2023.9.1

災害復旧と防災と備え

―――準備には大増税が必要―――

               名古屋大学  客員教授  経済学博士  

 最近の災害は規模が大きくなってきたように思われる。対応に当事者が懸命なことは当然であるが、規模が大きいだけに地域は勿論のこと、国が支援をする必要がある。

この傾向は今後も続くのであろう。今まで以上に事前の十分な準備が必要である。現実に大災害が起きると、当面の救済だけではなく、復旧に膨大な労力と資金が必要になる。その準備が十分にできている人もいるかもしれない。しかし現実の大災害は個人の努力では対応ができない。そのために市区町村で対策を立て準備をする必要がある。より大きな規模で、対応が要請される国の場合には、さらに大規模な対応が必要である。

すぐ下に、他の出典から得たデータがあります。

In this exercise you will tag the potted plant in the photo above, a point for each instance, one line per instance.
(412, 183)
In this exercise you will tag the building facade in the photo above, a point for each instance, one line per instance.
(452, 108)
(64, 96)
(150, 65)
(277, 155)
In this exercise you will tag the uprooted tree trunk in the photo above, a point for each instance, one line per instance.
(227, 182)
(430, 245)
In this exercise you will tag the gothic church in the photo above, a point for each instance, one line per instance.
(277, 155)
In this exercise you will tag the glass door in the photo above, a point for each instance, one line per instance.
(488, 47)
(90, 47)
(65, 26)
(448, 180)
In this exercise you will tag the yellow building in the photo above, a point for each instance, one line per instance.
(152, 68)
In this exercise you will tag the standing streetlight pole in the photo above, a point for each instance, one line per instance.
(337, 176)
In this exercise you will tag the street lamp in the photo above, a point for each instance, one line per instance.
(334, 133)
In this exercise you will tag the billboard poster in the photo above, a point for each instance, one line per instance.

 大災害の対応として治山治水が重要であることは言うまでもない。公共の施設である道路、橋梁さらには上下水道などの点検、維持、補修、補強の必要なことは分かっているであろう。それにもかかわらず資金難から先送りになっていることが多いようである。遅れを取り戻すとともに、将来に向かって災害対策としてのより十分な準備が必要である。

それには相当な資金を積み立てなければならない。その資金は国民が税金として拠出する以外にない。ところが増税には誰もが反対である。それが分かっているだけに、本腰を入れて防災の準備を主張する人がいない。政治家は勿論のことテレビや新聞、雑誌などの報道機関も同様である。

 しかし現実には相当な額の準備が必要であり、そのための増税額は多額である。大増税によって個人は使うことのできる金額が減り、全体の消費が落ち込むことになるであろう。企業からの増税で企業活動は低下し、全体の景気を引き下げる。このようにして景気が大きく落ち込むことは避けられない。

それが分かっているだけに、経済全体のことを考えても増税に賛成する意見は出て来ない。しかし、いずれは正常な状態に戻さなければならない。その時に備えて個人も企業も対応を考える必要がある。